In the UK there has been a worrying increase in stabbings in London, with much of that is to do with the drugs trade, where one of the most popular drugs sold on the street is still cannabis.


 After three murders in the space of 24 hours including two teenagers, a local resident describing the ‘gang-related’ crime in the area explained that “there’s more knife crime, more drugs” and another bystander stated that “there are drug dealers everywhere – you see them all the time” after admitting he now walks a different route home.

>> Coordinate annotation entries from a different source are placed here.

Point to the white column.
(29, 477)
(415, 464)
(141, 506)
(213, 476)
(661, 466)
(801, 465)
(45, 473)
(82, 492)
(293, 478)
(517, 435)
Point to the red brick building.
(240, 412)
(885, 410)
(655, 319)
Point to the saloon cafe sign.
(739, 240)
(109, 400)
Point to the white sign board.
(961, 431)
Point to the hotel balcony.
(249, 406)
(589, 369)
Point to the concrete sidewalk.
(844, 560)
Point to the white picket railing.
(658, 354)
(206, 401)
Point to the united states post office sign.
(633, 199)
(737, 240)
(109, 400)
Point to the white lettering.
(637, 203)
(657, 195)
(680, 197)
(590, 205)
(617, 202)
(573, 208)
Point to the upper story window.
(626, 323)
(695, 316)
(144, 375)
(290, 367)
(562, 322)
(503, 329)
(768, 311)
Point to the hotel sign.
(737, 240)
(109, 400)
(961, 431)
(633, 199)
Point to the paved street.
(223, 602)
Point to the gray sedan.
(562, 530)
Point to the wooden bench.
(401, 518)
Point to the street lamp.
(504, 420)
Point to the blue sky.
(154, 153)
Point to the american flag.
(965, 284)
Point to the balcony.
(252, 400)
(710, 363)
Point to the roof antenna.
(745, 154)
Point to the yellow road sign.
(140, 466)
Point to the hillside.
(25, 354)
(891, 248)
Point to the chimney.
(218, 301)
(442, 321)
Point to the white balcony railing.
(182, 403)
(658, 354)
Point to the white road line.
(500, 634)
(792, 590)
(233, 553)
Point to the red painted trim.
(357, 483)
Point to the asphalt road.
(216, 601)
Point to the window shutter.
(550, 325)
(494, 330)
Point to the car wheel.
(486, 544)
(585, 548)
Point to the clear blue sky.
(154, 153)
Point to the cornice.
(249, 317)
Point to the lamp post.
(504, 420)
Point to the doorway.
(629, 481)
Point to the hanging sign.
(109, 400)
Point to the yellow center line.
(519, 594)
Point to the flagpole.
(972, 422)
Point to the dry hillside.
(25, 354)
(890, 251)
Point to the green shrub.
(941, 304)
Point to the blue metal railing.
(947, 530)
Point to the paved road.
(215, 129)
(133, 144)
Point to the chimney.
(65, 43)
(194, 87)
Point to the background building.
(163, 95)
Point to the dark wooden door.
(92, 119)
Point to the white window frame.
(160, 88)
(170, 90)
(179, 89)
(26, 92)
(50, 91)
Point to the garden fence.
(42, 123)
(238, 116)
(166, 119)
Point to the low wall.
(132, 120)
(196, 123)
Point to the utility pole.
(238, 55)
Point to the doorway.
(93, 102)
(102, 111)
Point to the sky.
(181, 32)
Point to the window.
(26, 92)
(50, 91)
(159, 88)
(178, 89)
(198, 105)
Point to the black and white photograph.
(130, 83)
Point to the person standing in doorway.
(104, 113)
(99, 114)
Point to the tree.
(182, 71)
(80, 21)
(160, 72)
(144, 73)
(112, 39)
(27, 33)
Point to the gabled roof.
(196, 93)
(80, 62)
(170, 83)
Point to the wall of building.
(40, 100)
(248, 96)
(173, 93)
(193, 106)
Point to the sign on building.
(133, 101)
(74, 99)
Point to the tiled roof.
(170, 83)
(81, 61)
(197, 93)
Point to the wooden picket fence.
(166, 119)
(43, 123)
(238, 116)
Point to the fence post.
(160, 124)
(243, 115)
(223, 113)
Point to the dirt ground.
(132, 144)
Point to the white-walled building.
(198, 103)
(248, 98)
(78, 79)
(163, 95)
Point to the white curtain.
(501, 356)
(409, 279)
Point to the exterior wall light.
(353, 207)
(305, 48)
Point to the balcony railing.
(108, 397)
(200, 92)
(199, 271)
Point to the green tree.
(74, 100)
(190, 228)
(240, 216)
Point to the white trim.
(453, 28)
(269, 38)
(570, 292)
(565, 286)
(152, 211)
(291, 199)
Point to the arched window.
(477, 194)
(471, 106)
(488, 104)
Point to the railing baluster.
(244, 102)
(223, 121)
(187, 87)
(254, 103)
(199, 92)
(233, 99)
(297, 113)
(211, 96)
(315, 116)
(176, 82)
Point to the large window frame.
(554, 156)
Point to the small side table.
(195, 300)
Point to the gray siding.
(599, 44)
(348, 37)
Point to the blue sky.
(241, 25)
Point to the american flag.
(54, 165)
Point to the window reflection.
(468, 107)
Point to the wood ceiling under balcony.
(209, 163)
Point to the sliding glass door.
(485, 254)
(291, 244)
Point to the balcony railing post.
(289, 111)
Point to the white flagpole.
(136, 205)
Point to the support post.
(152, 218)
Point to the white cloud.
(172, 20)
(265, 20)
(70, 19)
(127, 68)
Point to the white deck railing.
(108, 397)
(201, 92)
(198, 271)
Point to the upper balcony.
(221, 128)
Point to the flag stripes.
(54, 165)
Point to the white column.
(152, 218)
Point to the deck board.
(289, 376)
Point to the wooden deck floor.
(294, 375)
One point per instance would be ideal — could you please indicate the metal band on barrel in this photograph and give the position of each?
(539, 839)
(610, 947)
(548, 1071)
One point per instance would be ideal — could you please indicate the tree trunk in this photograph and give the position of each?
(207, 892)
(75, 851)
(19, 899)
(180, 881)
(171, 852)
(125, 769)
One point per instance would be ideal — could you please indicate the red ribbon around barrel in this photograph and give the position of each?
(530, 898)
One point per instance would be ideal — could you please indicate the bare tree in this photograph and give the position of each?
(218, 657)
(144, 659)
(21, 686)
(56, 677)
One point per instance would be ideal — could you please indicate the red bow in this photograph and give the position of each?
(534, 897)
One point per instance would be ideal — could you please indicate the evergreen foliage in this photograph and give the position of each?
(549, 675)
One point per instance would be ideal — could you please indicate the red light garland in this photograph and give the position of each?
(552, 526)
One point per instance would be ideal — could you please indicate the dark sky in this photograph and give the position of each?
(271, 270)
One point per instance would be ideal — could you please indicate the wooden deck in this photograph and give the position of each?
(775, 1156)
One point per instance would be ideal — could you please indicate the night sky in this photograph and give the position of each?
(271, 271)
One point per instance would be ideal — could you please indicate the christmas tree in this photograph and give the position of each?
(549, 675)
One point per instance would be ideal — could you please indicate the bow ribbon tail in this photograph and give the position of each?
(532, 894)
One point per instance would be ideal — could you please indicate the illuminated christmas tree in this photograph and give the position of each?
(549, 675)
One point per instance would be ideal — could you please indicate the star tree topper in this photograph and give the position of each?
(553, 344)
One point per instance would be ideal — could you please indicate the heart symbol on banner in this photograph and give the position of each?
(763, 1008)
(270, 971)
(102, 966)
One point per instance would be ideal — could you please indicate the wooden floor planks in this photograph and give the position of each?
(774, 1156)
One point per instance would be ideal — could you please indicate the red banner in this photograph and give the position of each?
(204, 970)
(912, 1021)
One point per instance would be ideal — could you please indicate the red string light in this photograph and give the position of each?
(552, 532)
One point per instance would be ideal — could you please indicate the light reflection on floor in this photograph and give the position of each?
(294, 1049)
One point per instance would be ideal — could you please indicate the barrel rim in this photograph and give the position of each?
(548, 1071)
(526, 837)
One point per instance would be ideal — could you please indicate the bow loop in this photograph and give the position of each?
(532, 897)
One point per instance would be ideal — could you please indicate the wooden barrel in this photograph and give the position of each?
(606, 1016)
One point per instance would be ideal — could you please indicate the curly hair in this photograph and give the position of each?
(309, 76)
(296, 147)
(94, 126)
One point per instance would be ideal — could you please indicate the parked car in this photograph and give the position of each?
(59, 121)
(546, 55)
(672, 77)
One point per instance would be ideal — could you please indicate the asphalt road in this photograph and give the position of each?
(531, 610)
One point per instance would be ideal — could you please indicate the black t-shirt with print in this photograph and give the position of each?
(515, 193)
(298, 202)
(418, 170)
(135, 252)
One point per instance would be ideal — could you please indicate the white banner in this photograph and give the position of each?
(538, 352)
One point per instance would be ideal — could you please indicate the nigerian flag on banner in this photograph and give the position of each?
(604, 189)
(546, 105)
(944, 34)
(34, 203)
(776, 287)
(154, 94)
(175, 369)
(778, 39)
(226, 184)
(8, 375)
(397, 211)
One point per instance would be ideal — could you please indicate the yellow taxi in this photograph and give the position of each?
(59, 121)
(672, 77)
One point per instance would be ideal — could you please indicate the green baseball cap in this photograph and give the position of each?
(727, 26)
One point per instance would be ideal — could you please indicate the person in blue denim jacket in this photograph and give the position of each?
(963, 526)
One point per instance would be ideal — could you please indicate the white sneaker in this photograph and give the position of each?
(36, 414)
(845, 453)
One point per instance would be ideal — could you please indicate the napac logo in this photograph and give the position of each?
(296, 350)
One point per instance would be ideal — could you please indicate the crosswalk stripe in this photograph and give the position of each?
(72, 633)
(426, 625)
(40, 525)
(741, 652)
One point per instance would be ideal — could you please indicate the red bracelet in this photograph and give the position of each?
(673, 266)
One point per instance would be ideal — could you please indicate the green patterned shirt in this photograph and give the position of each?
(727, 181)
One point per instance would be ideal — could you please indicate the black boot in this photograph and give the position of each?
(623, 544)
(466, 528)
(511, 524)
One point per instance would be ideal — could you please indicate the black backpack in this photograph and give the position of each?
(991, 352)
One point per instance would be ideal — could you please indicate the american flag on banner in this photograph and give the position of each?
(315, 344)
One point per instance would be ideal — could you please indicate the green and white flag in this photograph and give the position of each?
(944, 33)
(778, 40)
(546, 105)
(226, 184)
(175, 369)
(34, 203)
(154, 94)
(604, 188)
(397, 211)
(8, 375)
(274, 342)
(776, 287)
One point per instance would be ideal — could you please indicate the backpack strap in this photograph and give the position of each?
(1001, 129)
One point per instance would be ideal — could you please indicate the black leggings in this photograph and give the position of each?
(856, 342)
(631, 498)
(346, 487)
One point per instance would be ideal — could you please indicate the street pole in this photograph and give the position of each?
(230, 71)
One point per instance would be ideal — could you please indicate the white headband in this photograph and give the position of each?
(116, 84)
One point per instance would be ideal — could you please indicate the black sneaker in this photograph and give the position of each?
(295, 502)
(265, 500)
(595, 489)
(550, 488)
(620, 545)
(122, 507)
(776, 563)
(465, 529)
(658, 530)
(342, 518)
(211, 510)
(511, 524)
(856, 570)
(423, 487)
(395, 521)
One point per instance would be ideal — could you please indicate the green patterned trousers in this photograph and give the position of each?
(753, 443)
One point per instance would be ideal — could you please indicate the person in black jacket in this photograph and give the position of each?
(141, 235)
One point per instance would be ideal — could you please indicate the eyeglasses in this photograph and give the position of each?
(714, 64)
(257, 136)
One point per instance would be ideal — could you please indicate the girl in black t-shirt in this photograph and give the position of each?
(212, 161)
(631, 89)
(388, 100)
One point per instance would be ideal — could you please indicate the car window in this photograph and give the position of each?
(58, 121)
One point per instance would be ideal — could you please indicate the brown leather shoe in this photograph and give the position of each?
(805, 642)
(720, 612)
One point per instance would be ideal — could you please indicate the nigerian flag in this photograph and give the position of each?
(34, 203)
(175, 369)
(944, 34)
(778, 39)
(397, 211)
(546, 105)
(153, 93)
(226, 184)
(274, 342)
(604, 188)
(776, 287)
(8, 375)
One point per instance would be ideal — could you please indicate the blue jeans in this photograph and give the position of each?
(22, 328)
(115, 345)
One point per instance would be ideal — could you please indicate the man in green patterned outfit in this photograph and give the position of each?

Individuals who want to use cannabis will do so regardless of the laws, and such people are already purchasing their weed on the black market and subsequently coming into contact with drug dealers who may be violent people and offer low quality buds with the potential to offer your everyday stoner more harmful drugs later on.

If the UK was to follow in Luxembourgs footsteps, taking the cultivation and sale of cannabis out of the hands of the criminal underworld and back into the government’s control where it could be regulated and taxed, this could consequentially alleviate a myriad of various issues and add a monumental amount of money to the economy.

Prisons across Europe are full of weed offenders, the majority of those are non-violent individuals and in 2017, there were 440,000 seizures of cannabis in the EU, amounting to 40% of the total number of drug seizures in the EU that year, with potency and price soaring each year from 2006-2016.

In seven years from 2010 to 2017 in the UK, cannabis warnings, cautions and prosecutions have reduced significantly despite usage continuing to increase, dropping from just over 80,000 police issued warnings in 2010 to around 30,000 in 2017.


Parliament motion

A recent parliament motion on cannabis legislation was tabled in 2018, where it was stated that the House of Commons believes that “the War on Drugs and the prohibition of cannabis has been a calamitous failure; recognises the dreadful social costs of the illegal cannabis market, including extreme violence in our communities, the accumulation of wealth by criminals gangs”.


They also highlighted the issues of “the health risks posed by the absence of any framework to regulate the safety or potency of these drugs; notes that banning cannabis does not reduce levels of drug use or drug-related harm, but unfairly stigmatises and criminalises young people who are doing no harm to others whilst tying up police resources which could be better used tackling harmful crimes”.


The hope among cannabis enthusiasts now is that the high pressure of a forward-thinking country such as Luxembourg turning to legalisation will spur on other EU member states to discuss the issue in a serious manner and even consider making a similar move.